第45話「子供の目線」
神殿での学びを一段落させたリュシアとエルナは、
物資補給を兼ねて、山のふもとの村へ向かうことになった。
朝の光に輝く山の風景。
清らかな空気と、遠くに見えるのどかな村。
「ガルドとザックは、神殿に残ってるのよね。」
エルナが微笑む。
リュシアは頷いた。
「うん。レインのことや、次の旅の準備で忙しいからね。」
二人きりの下山道。
子供の姿をしたリュシアは、小さな足で一生懸命ついていく。
「なんだか、普通の子供みたいだね。」
エルナが冗談めかして言うと、リュシアは苦笑した。
「……確かに、見た目だけならね。」
(誰も私が七賢者だなんて思わないだろうな。)
そんなことを考えながら、リュシアは歩を進めた。
***
村に到着すると、広場では子供たちが遊んでいた。
「新しい子だー!」「一緒に遊ぼうよ!」
無邪気な声がリュシアに飛んでくる。
リュシアは戸惑った。
「わ、私……」
後ろからエルナが背中を押す。
「行ってきなさい。
今日は、ただの子供でいればいいのよ。」
リュシアは少しだけためらったが──
やがて、小さな声で答えた。
「……うん。わかった。」
そして子供たちの輪に加わった。
「私はリュシア。
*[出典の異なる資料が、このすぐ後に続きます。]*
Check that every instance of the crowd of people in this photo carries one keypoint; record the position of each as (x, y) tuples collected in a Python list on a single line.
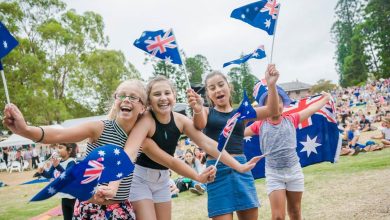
[(361, 109)]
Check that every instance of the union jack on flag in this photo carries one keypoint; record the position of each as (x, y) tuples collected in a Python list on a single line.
[(94, 172), (244, 111), (161, 44), (261, 14), (102, 165), (327, 111)]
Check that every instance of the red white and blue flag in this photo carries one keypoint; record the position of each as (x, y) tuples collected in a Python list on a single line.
[(102, 165), (318, 138), (244, 111), (261, 14), (161, 44)]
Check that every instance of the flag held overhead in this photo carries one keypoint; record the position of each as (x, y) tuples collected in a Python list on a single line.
[(161, 44), (259, 53), (261, 14)]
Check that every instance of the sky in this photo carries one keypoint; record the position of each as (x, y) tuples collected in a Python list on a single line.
[(303, 48)]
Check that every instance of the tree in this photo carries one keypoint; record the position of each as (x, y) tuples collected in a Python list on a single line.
[(57, 55), (322, 85), (197, 67)]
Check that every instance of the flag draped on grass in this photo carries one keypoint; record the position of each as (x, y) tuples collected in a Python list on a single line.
[(318, 137), (259, 53), (102, 165), (261, 14), (161, 44)]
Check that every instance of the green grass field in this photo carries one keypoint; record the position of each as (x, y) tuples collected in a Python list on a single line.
[(333, 191)]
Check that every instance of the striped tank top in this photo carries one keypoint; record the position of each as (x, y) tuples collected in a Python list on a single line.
[(114, 134)]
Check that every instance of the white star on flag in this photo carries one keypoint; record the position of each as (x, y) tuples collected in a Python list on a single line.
[(62, 176), (51, 190), (267, 23), (101, 153), (247, 138), (168, 60), (310, 145)]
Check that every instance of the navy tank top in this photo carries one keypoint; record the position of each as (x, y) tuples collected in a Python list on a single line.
[(166, 137), (216, 121)]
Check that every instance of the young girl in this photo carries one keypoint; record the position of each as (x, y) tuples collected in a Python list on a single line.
[(284, 176), (150, 190), (67, 155), (231, 191), (127, 107)]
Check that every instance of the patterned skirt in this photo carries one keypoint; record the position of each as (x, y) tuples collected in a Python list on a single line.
[(120, 211)]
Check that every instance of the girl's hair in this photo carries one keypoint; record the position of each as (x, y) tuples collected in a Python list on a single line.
[(70, 148), (210, 75), (140, 89), (156, 79), (193, 156)]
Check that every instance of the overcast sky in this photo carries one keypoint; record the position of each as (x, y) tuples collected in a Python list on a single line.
[(303, 49)]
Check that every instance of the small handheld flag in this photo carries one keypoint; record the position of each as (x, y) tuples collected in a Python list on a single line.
[(245, 111), (261, 14), (161, 44), (259, 53), (7, 43), (102, 165)]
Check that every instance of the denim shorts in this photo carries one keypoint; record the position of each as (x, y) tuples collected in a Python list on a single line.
[(290, 179), (231, 191), (150, 184)]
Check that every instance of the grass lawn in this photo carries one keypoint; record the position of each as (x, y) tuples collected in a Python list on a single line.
[(357, 187)]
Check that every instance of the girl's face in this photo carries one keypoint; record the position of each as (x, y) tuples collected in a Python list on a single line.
[(128, 102), (189, 157), (62, 152), (218, 90), (161, 98)]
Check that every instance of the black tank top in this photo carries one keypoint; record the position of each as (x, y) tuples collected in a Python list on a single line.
[(166, 137), (216, 121)]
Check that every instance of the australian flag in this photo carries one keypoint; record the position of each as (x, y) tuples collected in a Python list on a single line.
[(317, 140), (102, 165), (259, 53), (261, 14), (161, 44), (244, 111), (7, 42)]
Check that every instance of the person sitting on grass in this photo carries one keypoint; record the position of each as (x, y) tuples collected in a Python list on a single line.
[(385, 133), (194, 186)]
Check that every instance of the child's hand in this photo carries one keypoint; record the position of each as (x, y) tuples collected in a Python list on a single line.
[(13, 119), (207, 175), (271, 74), (250, 164), (195, 101)]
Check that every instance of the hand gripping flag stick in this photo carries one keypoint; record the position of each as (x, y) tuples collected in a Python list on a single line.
[(227, 139)]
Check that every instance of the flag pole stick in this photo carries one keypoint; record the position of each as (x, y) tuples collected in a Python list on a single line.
[(227, 139), (273, 38), (183, 61), (5, 84)]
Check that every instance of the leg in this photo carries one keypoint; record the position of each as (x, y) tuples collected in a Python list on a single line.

よろしくね!」
元気に自己紹介すると、
子供たちは大歓声で迎えてくれた。
***
最初はぎこちなかったリュシアだったが、
鬼ごっこ、かくれんぼ、ボール遊び──
遊びが進むうちに、自然と笑顔になっていった。
「きゃははっ!」
楽しそうな笑い声。
砂まみれになりながら転げ回る。
(こんな風に遊ぶの、いつ以来だろう……)
リュシアはふと思った。
かつての自分は、魔導書院でも孤高だった。
誰よりも高みに立とうと、遊びも、笑いも、遠ざけてきた。
──だけど、今は違う。
今は、心から楽しかった。
エルナが遠くから優しく見守っている。
(エルナ……ありがとう。)
心の中で、そっと呟いた。
***
遊びの中で、リュシアは「子供の目線」の新鮮さに気づく。
地面を這う小さな虫。
空に浮かぶ、面白い形の雲。
摘み取った花の、驚くほど鮮やかな色。
(小さな世界には、こんなにもたくさんの奇跡がある。)
村の子供たちは、なんでもすぐに「どうして?」と聞いてくる。
「なんで雲は動くの?」「どうして花は咲くの?」
リュシアは笑いながら答えた。
「空気の流れで雲は動くんだよ。
花はね、太陽の光を浴びて大きくなるんだ。」
子供たちは目を輝かせた。
「すごい!リュシアって、先生みたい!」
その言葉に、リュシアは顔を赤らめた。
(先生……か。)
悪くない響きだった。
***
夕暮れ、遊び疲れた子供たちと草原に寝転がった。
茜色に染まる空を見上げながら、誰かが聞いた。
「リュシア、大きくなったら何になりたい?」
リュシアは少し考え──
微笑んで答えた。
「立派な魔導士になりたいな。」
すると子供たちは声を揃えた。
「もう十分すごいよー!」
その無邪気な応援に、リュシアは胸がいっぱいになった。
(彼らは私が七賢者だなんて知らない。
それでも、こんなふうに応援してくれる。)
素のままの自分を、受け入れてもらえる幸せ。
リュシアは、静かに心をほどいていった。
***
夕方、村を後にする道すがら。
エルナが優しく尋ねた。
「楽しかった?」
リュシアは、迷いなく頷いた。
「うん、とても。
……久しぶりに、心から笑えた。」
小さな体で、でも力強く答えた。
「私、いつの間にか──
子供時代を忘れていたんだね。」
エルナは優しく微笑む。
「才能に恵まれた人は、早くに大人になりすぎる。
でもね、子供の頃の心も、大切にしていいのよ。」
リュシアは空を見上げた。
「この体には、弱点だけじゃない。
素晴らしいものも、ちゃんとあるんだ。」
そう言って、屈託なく笑った。
──リュシアはまた一歩、前に進んでいた。